What else is going on in my yard???

Nasturtiums.  Now, I’ve planted them several times because I like the way they look in pictures as bushy plants for borders and edges, trailing plants for walls and containers, and as climbers.  Never happens here.  While they are supposed to be grown in full sun (at least 6 hours’ worth), they don’t like our full sun come July.  So, this year I planted them in both sun and bright shade.  We’ll see.  I’m not really encouraged though.  This is such a good garden plant - the leaves and flowers are edible and have a peppery tang, even the seed pods can be pickled as a substitute for capers.  They are good companion plants, attracting hover flies, which will destroy aphids, deter stripped pumpkin beetles, repel cabbage pests and squash bugs.  And they make pretty flowers that look very cool in salads or stuffed with cream cheese or egg salad as snacks.

The Star Jasmine is looking spectacular this year.  As it happens, I sort of, uhmmm, stole a cutting.  Couple years ago, I was walking the neighborhood and saw a jasmine struggling in the yard of a deserted house.  So, I snipped of a cutting.  Rooted it and this year it looks its best!  And, smells wonderful.  Actually, star jasmine isn’t a real jasmine.  True Jasmine is a genus of shrubs and vines in the olive family (Oleaceae) while star jasmine is considered to be a member of the Apocynaceae (dogbane) family, which also includes natal plum, frangipani (or Plumeria) and oleander. 
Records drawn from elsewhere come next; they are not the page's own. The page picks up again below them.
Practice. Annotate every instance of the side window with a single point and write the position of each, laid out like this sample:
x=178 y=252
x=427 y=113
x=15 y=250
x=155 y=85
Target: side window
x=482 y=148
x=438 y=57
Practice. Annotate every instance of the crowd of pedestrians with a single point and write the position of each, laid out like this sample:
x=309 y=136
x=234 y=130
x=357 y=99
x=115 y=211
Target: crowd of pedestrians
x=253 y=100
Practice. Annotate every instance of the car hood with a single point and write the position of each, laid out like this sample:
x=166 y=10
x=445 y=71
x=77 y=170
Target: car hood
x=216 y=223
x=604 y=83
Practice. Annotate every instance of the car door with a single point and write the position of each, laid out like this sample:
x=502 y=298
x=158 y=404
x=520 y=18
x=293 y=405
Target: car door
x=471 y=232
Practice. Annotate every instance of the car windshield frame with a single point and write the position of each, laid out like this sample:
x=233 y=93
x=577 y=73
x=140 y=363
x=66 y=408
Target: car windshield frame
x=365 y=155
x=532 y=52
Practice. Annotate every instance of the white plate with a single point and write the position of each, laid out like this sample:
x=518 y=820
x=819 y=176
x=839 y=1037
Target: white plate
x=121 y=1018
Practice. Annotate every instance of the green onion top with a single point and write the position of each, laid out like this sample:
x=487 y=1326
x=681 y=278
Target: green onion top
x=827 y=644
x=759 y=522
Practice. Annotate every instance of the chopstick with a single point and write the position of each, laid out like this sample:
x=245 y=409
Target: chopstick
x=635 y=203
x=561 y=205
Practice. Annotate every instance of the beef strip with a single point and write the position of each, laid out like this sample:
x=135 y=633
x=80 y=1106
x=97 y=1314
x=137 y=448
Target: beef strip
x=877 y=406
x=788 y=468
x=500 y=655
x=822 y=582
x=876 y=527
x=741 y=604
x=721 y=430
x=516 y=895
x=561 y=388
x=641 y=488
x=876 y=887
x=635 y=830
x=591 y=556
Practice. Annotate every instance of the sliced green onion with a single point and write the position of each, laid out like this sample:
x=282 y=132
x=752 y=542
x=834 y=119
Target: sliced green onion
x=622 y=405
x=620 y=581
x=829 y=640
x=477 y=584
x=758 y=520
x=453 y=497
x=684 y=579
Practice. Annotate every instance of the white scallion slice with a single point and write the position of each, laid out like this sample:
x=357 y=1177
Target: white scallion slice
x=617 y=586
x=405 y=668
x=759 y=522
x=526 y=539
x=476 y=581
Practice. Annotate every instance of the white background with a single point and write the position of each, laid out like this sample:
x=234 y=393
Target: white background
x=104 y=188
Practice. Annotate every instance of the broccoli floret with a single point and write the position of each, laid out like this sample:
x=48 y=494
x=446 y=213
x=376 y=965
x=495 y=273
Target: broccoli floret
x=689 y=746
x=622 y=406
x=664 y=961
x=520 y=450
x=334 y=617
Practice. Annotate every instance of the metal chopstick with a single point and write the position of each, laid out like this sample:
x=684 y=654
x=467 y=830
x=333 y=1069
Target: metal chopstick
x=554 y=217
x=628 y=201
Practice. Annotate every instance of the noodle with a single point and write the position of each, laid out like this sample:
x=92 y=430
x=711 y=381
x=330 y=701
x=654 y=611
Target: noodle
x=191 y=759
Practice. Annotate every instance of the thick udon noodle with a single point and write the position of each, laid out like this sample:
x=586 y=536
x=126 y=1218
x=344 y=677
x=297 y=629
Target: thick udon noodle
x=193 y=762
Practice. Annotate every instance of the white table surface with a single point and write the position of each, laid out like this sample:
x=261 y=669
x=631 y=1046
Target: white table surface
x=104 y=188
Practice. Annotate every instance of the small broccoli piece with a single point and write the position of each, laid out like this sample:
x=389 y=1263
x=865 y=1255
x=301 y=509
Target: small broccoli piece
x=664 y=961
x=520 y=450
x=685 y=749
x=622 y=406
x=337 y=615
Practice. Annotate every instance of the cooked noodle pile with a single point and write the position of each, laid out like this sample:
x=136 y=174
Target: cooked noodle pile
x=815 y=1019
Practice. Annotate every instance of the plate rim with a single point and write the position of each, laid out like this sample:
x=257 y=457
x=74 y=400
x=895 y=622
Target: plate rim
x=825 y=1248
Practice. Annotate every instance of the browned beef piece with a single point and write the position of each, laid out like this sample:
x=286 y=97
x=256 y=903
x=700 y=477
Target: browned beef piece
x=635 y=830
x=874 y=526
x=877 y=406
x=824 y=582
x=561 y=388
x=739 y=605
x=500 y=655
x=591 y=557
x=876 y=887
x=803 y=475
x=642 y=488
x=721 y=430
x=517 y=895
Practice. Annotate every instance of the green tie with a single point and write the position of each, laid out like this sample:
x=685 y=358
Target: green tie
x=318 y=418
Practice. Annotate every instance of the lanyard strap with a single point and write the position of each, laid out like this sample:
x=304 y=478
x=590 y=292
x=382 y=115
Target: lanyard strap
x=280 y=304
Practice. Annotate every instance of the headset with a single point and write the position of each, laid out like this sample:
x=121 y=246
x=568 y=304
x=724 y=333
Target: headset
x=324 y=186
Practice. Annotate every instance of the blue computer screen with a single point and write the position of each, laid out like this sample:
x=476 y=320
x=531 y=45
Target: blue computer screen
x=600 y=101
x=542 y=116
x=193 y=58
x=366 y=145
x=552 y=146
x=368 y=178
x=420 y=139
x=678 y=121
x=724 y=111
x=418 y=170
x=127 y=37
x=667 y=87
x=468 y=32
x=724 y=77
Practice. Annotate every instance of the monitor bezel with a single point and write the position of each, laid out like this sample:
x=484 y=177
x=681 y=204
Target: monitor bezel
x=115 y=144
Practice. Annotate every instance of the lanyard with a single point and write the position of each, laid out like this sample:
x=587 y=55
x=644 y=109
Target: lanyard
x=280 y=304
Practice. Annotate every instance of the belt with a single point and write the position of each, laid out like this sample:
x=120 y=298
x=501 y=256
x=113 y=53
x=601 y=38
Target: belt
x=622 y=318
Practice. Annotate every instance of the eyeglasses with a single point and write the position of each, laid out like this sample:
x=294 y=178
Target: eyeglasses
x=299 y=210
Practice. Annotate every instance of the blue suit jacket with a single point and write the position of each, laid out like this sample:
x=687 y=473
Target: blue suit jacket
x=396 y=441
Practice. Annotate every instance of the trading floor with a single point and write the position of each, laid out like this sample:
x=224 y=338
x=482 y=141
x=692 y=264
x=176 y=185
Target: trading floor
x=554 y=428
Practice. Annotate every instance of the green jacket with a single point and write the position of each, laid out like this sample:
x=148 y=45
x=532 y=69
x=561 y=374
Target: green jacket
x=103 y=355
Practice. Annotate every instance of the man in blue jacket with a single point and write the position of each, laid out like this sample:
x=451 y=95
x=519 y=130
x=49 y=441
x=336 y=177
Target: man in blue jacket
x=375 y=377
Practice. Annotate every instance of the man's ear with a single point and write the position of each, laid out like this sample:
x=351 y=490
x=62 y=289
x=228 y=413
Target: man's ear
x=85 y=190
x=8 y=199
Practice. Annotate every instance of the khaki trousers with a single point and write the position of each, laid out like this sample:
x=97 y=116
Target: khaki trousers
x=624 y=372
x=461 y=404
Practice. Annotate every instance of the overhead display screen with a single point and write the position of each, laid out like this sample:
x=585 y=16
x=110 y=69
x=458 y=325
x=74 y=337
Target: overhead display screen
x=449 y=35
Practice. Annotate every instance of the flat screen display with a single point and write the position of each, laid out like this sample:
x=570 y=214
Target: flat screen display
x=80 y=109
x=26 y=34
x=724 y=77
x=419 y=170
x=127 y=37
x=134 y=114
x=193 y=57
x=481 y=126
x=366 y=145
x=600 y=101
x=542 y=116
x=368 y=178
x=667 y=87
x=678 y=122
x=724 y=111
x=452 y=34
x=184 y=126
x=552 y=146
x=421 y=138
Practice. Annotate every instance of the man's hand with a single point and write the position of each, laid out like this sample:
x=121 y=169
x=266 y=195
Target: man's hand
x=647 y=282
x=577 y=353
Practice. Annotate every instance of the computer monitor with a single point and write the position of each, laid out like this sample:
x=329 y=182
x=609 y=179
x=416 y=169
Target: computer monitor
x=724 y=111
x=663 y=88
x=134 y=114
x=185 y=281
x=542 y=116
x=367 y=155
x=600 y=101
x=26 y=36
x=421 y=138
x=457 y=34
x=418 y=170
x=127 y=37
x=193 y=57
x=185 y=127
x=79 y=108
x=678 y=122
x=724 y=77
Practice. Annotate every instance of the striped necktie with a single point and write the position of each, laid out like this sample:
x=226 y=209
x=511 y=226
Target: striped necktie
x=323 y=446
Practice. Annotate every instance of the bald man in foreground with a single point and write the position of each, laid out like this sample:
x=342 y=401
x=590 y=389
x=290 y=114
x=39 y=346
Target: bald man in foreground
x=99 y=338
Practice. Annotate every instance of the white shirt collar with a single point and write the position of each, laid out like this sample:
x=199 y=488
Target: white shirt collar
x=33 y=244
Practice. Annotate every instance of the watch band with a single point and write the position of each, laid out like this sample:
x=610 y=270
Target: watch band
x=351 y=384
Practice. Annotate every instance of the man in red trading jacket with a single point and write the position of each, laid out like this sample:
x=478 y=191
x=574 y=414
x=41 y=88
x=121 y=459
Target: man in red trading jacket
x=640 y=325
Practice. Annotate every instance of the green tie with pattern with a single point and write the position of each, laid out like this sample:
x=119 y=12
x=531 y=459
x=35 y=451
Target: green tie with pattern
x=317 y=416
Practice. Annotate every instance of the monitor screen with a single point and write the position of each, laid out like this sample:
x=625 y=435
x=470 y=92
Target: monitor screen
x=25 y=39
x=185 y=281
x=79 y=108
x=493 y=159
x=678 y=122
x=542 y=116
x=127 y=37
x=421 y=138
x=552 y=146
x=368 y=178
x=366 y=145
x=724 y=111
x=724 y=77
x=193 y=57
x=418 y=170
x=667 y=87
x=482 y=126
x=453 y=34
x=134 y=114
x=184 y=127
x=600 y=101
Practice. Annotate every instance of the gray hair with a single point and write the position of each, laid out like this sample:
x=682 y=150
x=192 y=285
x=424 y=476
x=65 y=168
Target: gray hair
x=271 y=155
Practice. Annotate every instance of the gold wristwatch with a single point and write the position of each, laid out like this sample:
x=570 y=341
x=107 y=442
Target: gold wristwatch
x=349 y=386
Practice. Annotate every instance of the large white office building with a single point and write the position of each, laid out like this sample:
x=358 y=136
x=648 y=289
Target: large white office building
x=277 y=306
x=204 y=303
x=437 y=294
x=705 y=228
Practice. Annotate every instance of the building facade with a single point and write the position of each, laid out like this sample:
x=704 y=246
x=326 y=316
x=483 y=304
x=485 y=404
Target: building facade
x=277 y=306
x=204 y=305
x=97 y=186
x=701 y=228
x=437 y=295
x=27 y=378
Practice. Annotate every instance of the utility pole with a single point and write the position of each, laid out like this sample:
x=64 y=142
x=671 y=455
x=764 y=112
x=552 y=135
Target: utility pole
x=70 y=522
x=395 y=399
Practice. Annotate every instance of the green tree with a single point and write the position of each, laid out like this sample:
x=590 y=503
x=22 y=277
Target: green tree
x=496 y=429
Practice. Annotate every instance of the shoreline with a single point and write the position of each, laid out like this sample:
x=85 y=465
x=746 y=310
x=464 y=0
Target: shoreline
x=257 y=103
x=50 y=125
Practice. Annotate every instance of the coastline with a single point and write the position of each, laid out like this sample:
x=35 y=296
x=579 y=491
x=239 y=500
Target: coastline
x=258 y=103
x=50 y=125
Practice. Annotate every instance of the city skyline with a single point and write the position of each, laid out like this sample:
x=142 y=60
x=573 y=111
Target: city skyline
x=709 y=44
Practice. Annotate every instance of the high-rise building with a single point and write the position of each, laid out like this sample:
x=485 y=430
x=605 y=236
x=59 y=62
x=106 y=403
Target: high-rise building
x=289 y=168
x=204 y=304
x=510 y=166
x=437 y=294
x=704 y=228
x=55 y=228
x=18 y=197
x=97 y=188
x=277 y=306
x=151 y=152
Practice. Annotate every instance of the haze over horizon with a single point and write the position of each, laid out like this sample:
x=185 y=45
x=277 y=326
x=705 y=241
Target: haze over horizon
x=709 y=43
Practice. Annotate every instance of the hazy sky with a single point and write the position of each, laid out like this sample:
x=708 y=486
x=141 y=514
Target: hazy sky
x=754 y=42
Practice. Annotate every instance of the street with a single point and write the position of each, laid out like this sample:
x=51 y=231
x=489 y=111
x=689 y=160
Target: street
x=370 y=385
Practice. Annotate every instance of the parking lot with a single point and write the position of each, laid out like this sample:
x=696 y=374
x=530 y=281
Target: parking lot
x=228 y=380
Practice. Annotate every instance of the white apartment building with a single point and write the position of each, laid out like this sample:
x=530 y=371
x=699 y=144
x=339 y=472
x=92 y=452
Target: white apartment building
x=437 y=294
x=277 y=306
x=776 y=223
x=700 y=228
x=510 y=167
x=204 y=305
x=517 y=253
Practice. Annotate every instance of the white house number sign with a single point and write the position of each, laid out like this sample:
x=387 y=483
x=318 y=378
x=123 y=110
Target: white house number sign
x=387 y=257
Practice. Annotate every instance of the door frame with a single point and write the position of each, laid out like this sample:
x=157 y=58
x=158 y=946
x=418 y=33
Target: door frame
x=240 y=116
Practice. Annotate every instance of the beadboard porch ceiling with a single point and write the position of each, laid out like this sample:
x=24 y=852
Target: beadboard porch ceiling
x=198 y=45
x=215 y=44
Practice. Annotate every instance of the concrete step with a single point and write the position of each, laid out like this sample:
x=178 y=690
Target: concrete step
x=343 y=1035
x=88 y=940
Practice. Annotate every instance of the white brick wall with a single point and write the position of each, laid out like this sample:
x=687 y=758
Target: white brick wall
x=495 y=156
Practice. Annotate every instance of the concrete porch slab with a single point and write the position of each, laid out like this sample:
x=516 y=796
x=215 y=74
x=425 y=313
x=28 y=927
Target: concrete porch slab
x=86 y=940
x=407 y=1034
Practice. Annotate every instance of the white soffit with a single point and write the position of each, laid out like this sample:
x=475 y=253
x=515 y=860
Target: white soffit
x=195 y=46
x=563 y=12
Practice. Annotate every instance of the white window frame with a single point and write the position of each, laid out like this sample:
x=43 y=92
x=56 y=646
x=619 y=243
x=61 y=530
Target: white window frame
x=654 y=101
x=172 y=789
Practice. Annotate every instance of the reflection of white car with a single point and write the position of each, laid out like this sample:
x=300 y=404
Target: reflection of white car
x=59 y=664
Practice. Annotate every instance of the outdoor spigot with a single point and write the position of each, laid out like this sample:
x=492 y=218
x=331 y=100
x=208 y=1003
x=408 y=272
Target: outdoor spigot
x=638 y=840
The Gardenias are beautiful.  Actually, this picture was taken at the abandoned house next door.  My gardenia never looks like that because as soon as the buds open, I pick them and bring them inside.

What else – well,

The Plumbago is blooming

As well as the Barbados Cherry


 And these things – that I don’t know what they are
they came with the house.

And, finally, today is National Superhero Day.  “It's time to put on your best cape, mask, cowl, or spandex and celebrate the characters that inspire us all to be better than we ever imagined (and use superpowers to do it!).” 

28 Apr 2019


  1. So many uses for a coneflower. Don't know about bringing them indoors for a vase and to ward off poverty. Then the butterflies would miss out, be impoverished, so to speak.

  2. it's called parrot beak lily or peruvian lily. it's a native alstroemeria. Alstroemeria psittacina.

    1. Think I'm going to bag up a bunch for the plant sale. They are a bit like day lilies.

  3. Pretty. I love flowers but I'm limited for space here. That unknown is a Alstroemeria psittacina 'Variegata or Parrot Lily. There are other names but that's what it is. It's very pretty. You should dig it up when it's finished blooming and move it to a better spot in your garden so you can enjoy it better.

    1. Thanks for the identity. They are very prolific and have popped up all over in various flower beds. They kind of remind me of day lilies in they way they grow except after they bloom, all the greenery dies off until late fall.

  4. I love coneflowers! We grew some last year in a small wildflower bed. We might get some more this year, but right now that bed is overrun with Sulfer Cosmos (we think) and Siberian Wallflowers.